Matthew Snape
Prof
Consultant in General Paediatrics and Vaccinology, Honorary Senior Clinical Lecturer, Group Head / PI, Consultant Physician and Member of congregation
Dr Matthew Snape, MBBS FRCPCH MD, is a Consultant in General Paediatrics and Vaccinology at the NIHR Oxford Biomedical Research Council and the Children’s Hospital Oxford, Oxford University Hospitals NHS Trust. He is also an Honorary Senior Clinical Lecturer at the Department of Paediatrics, University of Oxford, a Jenner Investigator and a fellow of St Cross College, Oxford.
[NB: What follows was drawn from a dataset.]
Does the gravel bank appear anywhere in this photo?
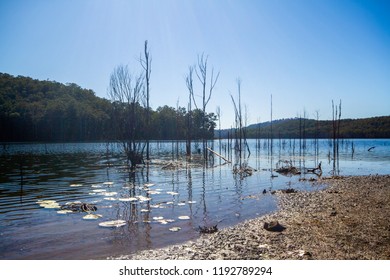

Dr Snape's principal areas of research relate to vaccines against meningococcal, pneumococcal, and influenza, and prevention of disease through maternal immunisation. In 2014/2015 he was the lead investigator on a 'first in human' phase 1 study of a candidate ebola vaccine, providing data crucial to the planning of subsequent studies in West Africa.
Dr Snape graduated from the University of Melbourne in 1993 and completed his basic paediatric training at the Royal Children’s Hospital, Melbourne before continuing his training at St Mary’s Hospital, London. While working in the Paediatric Intensive Care Unit at St Mary’s hospital he became interested in the prevention of invasive meningococcal disease by immunisation, and on completion of his clinical training took up a post as a research fellow (later Clinical Lecturer) at the Oxford Vaccine Group, University of Oxford. While here he completed his post- graduate Doctor of Medicine (MD) degree, awarded by the University of Melbourne in 2009. He has been employed as a Consultant in Geenza and ebola disease, and prevention of disease through maternal immunisation.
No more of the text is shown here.